Cost to Canadians on the rise
According to the Canadian Centre on Substance Use and Addiction, costs associated with addiction and substance use are rising. For example, hospitalizing people with substance use disorders cost $267 million in Canada in 2011. That’s up 22 per cent from 2006.
As someone who has seen the ultimate price of addiction, Ward said the problem will worsen until all three levels of government invest in services as well as educate the medical community and the general public on where to get help.
“The system isn’t working. It’s not linking together properly and even hospitals aren’t aware of all the treatment programs out there.
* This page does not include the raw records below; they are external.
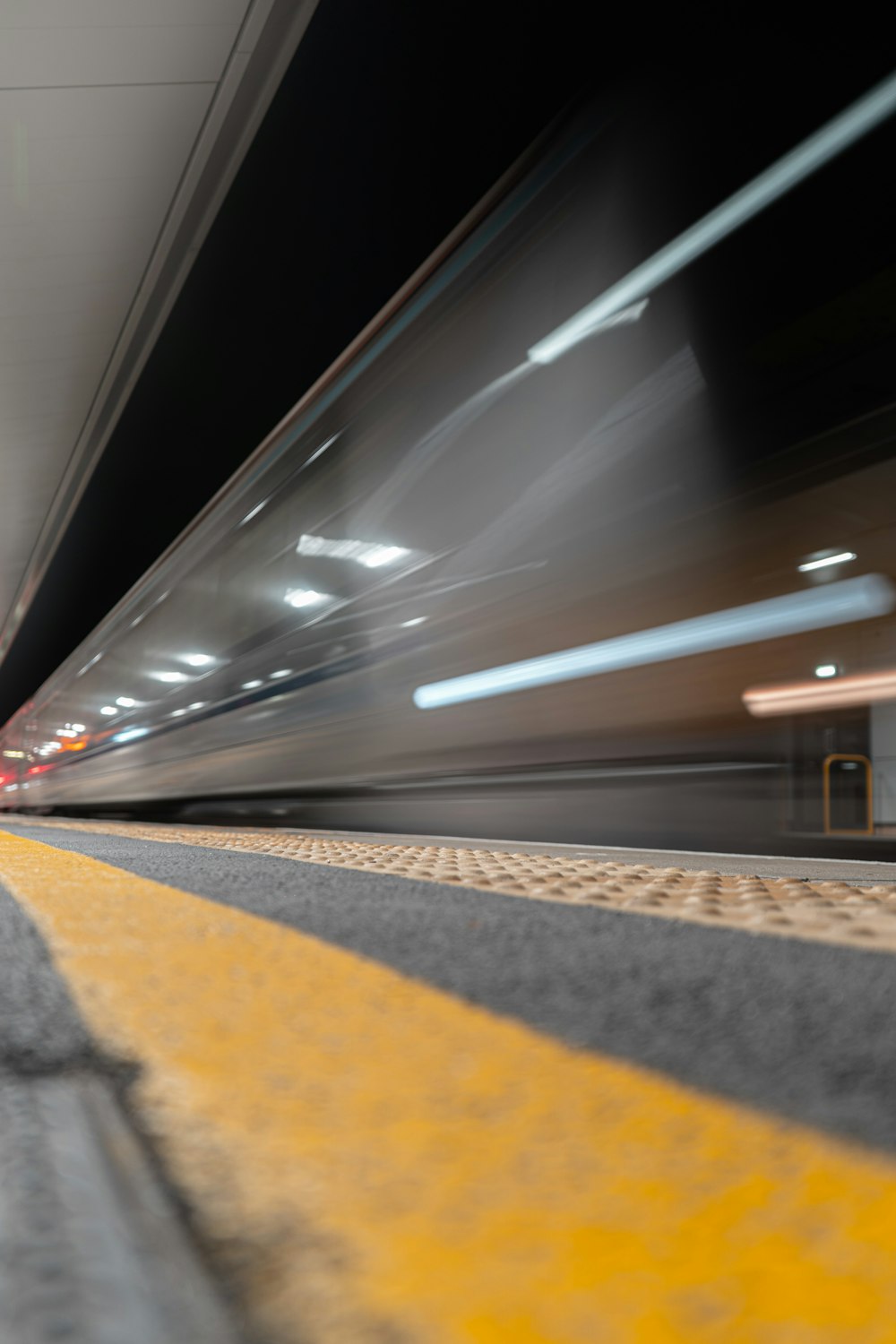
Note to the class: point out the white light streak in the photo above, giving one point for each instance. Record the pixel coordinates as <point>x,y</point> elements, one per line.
<point>775,182</point>
<point>794,613</point>
<point>129,734</point>
<point>306,597</point>
<point>371,554</point>
<point>826,559</point>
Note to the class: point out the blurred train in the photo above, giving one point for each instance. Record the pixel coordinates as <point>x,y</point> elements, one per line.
<point>587,538</point>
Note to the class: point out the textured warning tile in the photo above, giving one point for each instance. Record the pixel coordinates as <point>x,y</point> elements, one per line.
<point>378,1160</point>
<point>829,911</point>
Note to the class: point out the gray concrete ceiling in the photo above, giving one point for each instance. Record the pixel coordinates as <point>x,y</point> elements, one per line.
<point>121,125</point>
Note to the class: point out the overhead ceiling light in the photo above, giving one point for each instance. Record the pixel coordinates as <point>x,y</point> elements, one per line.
<point>373,554</point>
<point>306,597</point>
<point>825,561</point>
<point>252,513</point>
<point>129,734</point>
<point>793,613</point>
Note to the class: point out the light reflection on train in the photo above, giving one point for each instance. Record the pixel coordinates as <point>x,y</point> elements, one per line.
<point>538,556</point>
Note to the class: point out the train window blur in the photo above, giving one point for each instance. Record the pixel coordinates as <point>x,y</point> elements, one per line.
<point>665,547</point>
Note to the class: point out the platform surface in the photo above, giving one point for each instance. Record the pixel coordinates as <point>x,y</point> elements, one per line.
<point>401,1090</point>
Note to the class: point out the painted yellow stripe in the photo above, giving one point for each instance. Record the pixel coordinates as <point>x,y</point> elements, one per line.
<point>373,1155</point>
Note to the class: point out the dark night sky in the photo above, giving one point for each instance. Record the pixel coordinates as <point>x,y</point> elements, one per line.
<point>394,118</point>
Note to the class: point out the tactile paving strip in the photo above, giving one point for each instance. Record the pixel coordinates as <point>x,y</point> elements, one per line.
<point>829,911</point>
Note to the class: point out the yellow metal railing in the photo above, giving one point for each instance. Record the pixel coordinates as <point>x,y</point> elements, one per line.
<point>869,806</point>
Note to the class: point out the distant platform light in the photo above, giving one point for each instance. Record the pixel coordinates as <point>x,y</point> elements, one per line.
<point>840,558</point>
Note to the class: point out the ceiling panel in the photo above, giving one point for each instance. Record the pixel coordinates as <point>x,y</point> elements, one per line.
<point>101,108</point>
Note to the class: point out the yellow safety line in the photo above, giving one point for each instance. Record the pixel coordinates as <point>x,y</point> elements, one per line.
<point>376,1159</point>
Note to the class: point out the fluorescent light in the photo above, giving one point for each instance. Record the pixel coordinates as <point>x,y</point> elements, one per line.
<point>564,339</point>
<point>382,556</point>
<point>794,613</point>
<point>826,559</point>
<point>306,597</point>
<point>833,694</point>
<point>129,734</point>
<point>373,554</point>
<point>775,182</point>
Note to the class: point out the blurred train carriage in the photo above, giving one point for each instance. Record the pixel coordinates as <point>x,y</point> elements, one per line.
<point>642,532</point>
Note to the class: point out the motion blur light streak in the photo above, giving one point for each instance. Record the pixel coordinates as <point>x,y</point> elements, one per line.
<point>794,613</point>
<point>826,559</point>
<point>557,344</point>
<point>806,696</point>
<point>306,597</point>
<point>775,182</point>
<point>373,554</point>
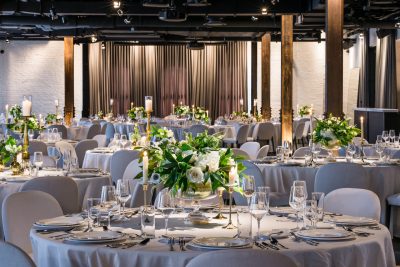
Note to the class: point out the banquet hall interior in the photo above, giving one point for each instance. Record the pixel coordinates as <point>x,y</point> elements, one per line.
<point>200,132</point>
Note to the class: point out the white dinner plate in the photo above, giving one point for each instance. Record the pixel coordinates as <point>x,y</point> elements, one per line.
<point>326,234</point>
<point>221,242</point>
<point>353,221</point>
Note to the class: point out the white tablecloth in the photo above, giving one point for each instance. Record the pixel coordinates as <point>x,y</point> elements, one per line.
<point>97,160</point>
<point>375,250</point>
<point>383,180</point>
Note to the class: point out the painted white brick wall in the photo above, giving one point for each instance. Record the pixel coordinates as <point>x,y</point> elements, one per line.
<point>37,68</point>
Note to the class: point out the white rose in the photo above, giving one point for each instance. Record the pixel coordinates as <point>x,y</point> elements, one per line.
<point>195,175</point>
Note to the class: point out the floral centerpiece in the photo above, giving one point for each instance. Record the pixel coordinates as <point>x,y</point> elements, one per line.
<point>9,150</point>
<point>136,113</point>
<point>201,114</point>
<point>181,110</point>
<point>195,166</point>
<point>334,132</point>
<point>305,110</point>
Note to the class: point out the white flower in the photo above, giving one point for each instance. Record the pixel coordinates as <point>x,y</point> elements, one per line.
<point>195,175</point>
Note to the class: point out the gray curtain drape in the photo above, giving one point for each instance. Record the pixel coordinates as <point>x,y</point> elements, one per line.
<point>214,78</point>
<point>385,82</point>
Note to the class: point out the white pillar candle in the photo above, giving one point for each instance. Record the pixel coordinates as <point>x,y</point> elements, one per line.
<point>145,167</point>
<point>362,128</point>
<point>232,175</point>
<point>26,107</point>
<point>148,104</point>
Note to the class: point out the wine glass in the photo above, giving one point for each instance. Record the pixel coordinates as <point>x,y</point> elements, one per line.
<point>379,149</point>
<point>31,133</point>
<point>392,134</point>
<point>248,186</point>
<point>258,208</point>
<point>93,206</point>
<point>164,203</point>
<point>385,136</point>
<point>38,160</point>
<point>123,193</point>
<point>108,200</point>
<point>123,140</point>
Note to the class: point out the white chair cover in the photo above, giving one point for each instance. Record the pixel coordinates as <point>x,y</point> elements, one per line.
<point>13,256</point>
<point>263,152</point>
<point>93,131</point>
<point>82,147</point>
<point>353,202</point>
<point>253,170</point>
<point>251,148</point>
<point>20,210</point>
<point>340,175</point>
<point>240,258</point>
<point>101,140</point>
<point>241,153</point>
<point>37,146</point>
<point>119,161</point>
<point>63,189</point>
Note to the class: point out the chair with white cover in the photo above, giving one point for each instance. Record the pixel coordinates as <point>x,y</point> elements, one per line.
<point>37,146</point>
<point>241,136</point>
<point>240,258</point>
<point>82,147</point>
<point>21,210</point>
<point>101,140</point>
<point>63,189</point>
<point>241,153</point>
<point>265,134</point>
<point>251,170</point>
<point>61,129</point>
<point>251,148</point>
<point>110,131</point>
<point>340,175</point>
<point>14,256</point>
<point>197,129</point>
<point>263,152</point>
<point>354,202</point>
<point>93,131</point>
<point>119,161</point>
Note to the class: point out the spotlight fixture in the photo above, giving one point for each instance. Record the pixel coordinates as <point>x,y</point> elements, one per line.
<point>116,4</point>
<point>212,22</point>
<point>156,3</point>
<point>172,15</point>
<point>196,3</point>
<point>299,20</point>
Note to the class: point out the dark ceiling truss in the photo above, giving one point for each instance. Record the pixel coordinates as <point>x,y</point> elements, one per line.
<point>218,20</point>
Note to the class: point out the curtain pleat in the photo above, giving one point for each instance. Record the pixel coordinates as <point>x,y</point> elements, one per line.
<point>214,78</point>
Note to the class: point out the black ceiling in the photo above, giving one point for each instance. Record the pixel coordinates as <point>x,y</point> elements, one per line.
<point>227,19</point>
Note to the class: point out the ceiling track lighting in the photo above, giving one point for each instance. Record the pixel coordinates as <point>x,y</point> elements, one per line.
<point>197,3</point>
<point>156,3</point>
<point>116,4</point>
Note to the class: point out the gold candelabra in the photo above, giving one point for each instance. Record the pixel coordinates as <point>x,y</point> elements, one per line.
<point>230,224</point>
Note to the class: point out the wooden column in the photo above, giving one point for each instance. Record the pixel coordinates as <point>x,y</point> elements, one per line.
<point>287,77</point>
<point>334,58</point>
<point>69,109</point>
<point>266,76</point>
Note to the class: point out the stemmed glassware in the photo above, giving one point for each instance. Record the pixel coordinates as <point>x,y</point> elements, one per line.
<point>249,187</point>
<point>165,204</point>
<point>258,208</point>
<point>108,200</point>
<point>38,160</point>
<point>123,193</point>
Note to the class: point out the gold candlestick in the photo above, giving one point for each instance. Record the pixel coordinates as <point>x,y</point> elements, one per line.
<point>230,224</point>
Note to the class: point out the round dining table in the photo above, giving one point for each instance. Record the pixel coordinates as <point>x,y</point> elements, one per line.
<point>370,251</point>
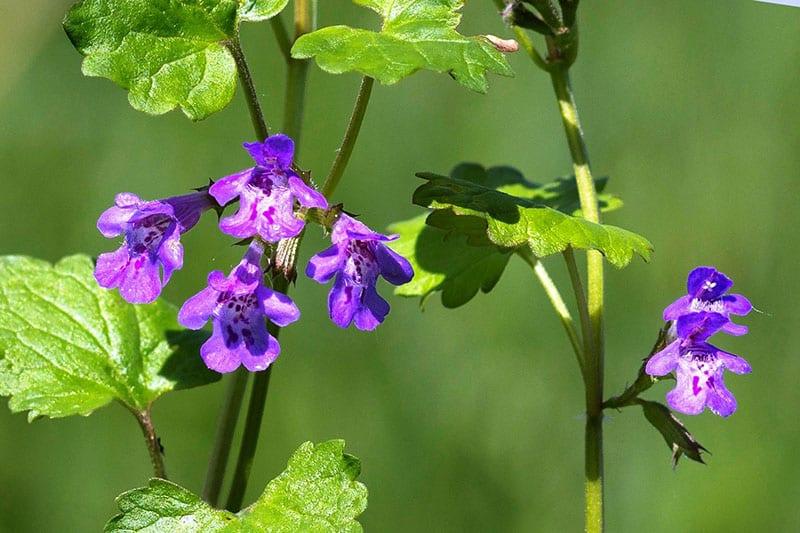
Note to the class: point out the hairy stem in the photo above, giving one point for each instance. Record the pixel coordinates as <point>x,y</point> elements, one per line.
<point>250,94</point>
<point>226,425</point>
<point>252,425</point>
<point>594,355</point>
<point>281,37</point>
<point>152,441</point>
<point>557,301</point>
<point>350,136</point>
<point>305,14</point>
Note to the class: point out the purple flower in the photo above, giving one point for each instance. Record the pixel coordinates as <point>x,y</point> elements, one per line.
<point>357,257</point>
<point>266,193</point>
<point>152,250</point>
<point>698,366</point>
<point>707,287</point>
<point>239,306</point>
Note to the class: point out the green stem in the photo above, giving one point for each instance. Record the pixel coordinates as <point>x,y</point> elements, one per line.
<point>556,300</point>
<point>297,73</point>
<point>231,405</point>
<point>281,36</point>
<point>594,357</point>
<point>350,136</point>
<point>252,425</point>
<point>250,94</point>
<point>152,442</point>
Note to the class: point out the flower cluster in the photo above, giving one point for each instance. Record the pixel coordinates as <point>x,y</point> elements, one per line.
<point>698,365</point>
<point>272,198</point>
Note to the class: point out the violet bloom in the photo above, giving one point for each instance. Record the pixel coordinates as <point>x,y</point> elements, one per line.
<point>266,193</point>
<point>357,257</point>
<point>238,306</point>
<point>698,366</point>
<point>152,250</point>
<point>707,287</point>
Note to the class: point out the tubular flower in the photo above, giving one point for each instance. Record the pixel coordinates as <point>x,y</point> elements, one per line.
<point>707,288</point>
<point>698,366</point>
<point>152,250</point>
<point>239,306</point>
<point>267,193</point>
<point>356,258</point>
They’re going to have to start putting it on the radio, putting it on TV, making advertisements — they make advertisements about people texting and driving all the time … so why don’t we start advertising where you can go to get help?”
When it comes to helping a loved one with an addiction, Ward said not to give up.
“Search out any programs you can find, for one. Don’t listen to everybody who says there’s nothing we can do, because there has to be somewhere and someone out there who can do something,” she said.